In most organizations, the IT network covers all the functions outside the shop floor – Accounts, HR, Stores, Sales, etc. Hence Managers from these departments have accurate and real-time data on all these functions and can take decisions in time.

The shop floor in most companies is usually not connected with the IT department, especially for real-time data. Computers on the shop floor, are usually only for incoming material entry and generating invoices, etc.

The shop floor is where the production of our components actually happens and all other departments exist to support this floor. There is a massive investment in machines that produce parts, and we sell these parts to make a profit for the organization. We need to ensure that this investment in machines is recovered to the fullest extent, by putting in systems to improve efficiency. Managers need accurate and real-time data on what is happening on the shop floor – how many parts have been produced, the efficiency level of each machine, the extent of losses in terms of machine downtime, part rejections, any big problems requiring immediate decisions, etc. None of this is however available. It can only be enabled by extensive use of IT, right up to each individual machine.

This is the basic principle which has given birth to the concept of Industry 4.0 and it is designed precisely to do this. Both Machines and Computers have been around for decades now, but they have never interacted with each other. Industry 4.0 connects the office IT to the shop floor and to the machines. Software and hardware that does machine monitoring (and control), transmits data to and from machines to the central database. For instance:

  • A supply chain software can reorder raw material and dispatch finished goods based on the production data from machines;
  • A production scheduling software can continuously readjust schedules based on the status of the shop/li>
  • An HR software can pay operators based on their efficiency and their presence or absence at the machine/li>
  • Sales software can determine delivery dates based on live production status, and so on.
  • Making machines to be an integral part of your IT network is the basic fundamental of Industry 4.0

Just as "Lost time is never found again" every minute of time on a machine is precious. Each minute that the machine works, it makes money for us. Each minute that it is idle, we lose money. Once we have lost an hour of downtime, we can never recover it. For example, think of a CNC machine or press machine costing Rs. 100 per minute, which means for every minute lost, the company loses Rs. 100/-

The problem is that, on a typical shop floor, it is impossible to know how much time the machines are idle, and how much money we are losing. Some of us try to know, by having manual systems where people keep a note of downtimes and their reasons, and we do a post-mortem of the reports the next day. The reports are however too late and often do not give the actual status. If there is a situation requiring urgent attention, this system is not going to bring the situation to our notice. All these results in lost times, never to be found again.

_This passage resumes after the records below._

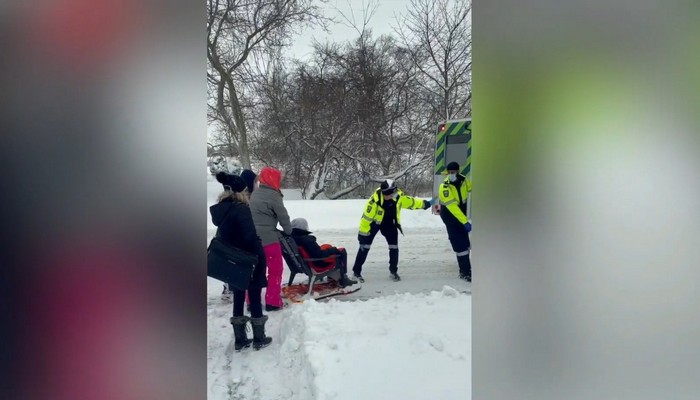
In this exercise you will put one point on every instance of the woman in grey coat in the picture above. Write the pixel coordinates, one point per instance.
(268, 210)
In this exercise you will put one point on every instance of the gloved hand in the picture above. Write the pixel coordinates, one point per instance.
(428, 203)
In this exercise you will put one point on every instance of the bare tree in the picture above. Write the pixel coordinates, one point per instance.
(438, 32)
(235, 30)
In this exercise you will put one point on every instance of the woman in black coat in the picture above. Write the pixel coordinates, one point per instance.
(304, 239)
(235, 225)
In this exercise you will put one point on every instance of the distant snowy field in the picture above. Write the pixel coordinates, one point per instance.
(391, 340)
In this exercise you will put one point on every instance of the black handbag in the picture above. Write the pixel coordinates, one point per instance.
(230, 264)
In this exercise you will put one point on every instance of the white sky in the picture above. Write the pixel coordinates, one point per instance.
(381, 23)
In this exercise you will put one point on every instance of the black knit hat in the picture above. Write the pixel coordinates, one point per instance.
(233, 183)
(249, 178)
(453, 166)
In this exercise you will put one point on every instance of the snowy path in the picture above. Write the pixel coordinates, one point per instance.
(391, 340)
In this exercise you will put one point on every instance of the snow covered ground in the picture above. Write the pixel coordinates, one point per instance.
(391, 340)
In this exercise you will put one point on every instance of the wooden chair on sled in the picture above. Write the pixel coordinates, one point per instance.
(299, 262)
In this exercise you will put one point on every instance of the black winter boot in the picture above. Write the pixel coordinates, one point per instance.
(259, 338)
(345, 281)
(465, 267)
(239, 331)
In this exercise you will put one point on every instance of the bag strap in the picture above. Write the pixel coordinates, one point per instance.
(222, 221)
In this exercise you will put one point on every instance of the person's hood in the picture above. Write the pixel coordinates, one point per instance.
(271, 177)
(249, 178)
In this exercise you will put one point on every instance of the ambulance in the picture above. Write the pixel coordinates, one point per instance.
(453, 143)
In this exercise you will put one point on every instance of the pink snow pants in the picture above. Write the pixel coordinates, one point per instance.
(275, 268)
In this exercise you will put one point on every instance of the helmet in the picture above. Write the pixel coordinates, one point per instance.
(388, 186)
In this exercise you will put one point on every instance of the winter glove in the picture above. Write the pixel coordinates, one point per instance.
(468, 227)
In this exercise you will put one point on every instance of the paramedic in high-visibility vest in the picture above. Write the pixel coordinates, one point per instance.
(454, 192)
(383, 214)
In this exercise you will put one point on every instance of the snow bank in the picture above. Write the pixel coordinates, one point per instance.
(405, 346)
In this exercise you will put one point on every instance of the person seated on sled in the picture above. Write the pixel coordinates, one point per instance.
(306, 241)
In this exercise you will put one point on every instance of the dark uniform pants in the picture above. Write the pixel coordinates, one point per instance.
(391, 233)
(459, 239)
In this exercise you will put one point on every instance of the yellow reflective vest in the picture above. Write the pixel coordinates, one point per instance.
(374, 212)
(452, 197)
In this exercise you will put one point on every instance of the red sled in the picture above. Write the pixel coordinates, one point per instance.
(299, 263)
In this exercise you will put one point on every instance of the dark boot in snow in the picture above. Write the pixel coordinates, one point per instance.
(239, 331)
(465, 267)
(259, 338)
(345, 281)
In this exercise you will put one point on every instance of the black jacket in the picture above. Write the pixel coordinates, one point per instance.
(308, 242)
(235, 227)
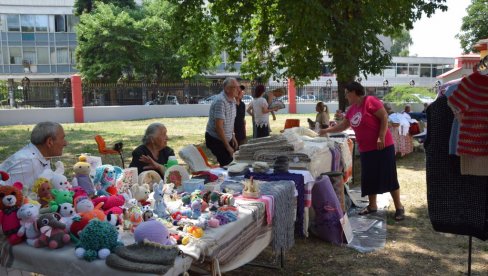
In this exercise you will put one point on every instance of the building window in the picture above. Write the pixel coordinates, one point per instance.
(413, 69)
(62, 55)
(13, 24)
(15, 55)
(60, 23)
(72, 22)
(41, 23)
(42, 55)
(30, 55)
(28, 23)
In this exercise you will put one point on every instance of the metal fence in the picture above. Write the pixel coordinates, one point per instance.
(57, 93)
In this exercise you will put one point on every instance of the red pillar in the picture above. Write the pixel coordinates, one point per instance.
(77, 99)
(292, 103)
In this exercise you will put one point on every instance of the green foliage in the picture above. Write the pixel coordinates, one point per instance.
(86, 6)
(401, 42)
(475, 25)
(143, 43)
(404, 93)
(286, 38)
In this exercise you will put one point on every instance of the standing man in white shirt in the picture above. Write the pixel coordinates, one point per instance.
(27, 164)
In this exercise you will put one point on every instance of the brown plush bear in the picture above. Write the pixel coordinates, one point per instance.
(11, 199)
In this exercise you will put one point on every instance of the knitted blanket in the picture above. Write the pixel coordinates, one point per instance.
(300, 187)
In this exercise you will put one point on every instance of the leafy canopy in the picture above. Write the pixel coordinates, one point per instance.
(474, 26)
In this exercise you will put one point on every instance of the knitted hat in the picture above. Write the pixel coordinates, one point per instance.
(153, 231)
(281, 164)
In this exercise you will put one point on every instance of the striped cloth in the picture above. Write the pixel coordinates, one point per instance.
(471, 100)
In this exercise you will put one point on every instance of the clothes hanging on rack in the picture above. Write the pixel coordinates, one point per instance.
(457, 203)
(470, 104)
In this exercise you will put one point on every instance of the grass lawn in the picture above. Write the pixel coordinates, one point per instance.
(412, 246)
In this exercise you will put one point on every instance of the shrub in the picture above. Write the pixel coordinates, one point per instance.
(404, 93)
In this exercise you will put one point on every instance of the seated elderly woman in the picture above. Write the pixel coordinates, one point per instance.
(154, 152)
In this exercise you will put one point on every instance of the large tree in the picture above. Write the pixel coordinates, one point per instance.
(474, 26)
(114, 42)
(288, 38)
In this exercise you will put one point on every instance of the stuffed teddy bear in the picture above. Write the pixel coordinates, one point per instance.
(60, 182)
(105, 178)
(141, 193)
(82, 176)
(68, 214)
(42, 187)
(111, 203)
(28, 214)
(97, 240)
(159, 205)
(60, 197)
(11, 199)
(150, 177)
(53, 231)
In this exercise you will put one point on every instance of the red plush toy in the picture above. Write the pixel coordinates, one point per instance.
(11, 199)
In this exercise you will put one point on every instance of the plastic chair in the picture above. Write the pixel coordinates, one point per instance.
(102, 148)
(289, 123)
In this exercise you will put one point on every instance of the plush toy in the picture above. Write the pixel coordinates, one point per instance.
(153, 231)
(4, 176)
(141, 193)
(11, 198)
(97, 240)
(112, 203)
(105, 178)
(159, 205)
(60, 182)
(53, 233)
(82, 176)
(149, 177)
(68, 214)
(60, 197)
(42, 187)
(28, 214)
(196, 208)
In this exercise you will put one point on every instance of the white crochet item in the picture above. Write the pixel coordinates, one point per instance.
(193, 159)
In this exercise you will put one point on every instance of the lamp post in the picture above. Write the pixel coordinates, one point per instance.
(328, 88)
(385, 86)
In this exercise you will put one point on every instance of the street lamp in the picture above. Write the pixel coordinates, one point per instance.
(328, 88)
(385, 86)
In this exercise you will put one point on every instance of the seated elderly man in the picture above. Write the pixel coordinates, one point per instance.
(27, 164)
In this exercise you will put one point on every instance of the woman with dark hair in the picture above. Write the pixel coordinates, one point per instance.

The only way to reliably reduce lost time is by Industry 4.0 implementation through a 24/7 machine monitoring system. The system works non-stop, tracks your machine's production and downtimes, report them to you in seconds, and alerts you in case an urgent action is required.

This is the next thing happening at Takshi, we intend to be abreast with the modern technological advancements and implement Industry 4.0 across our manufacturing plants to ensure complete utilisation of our infrastructure. Like most things, it is easier said than done, but we are all geared up for new challenges and learnings.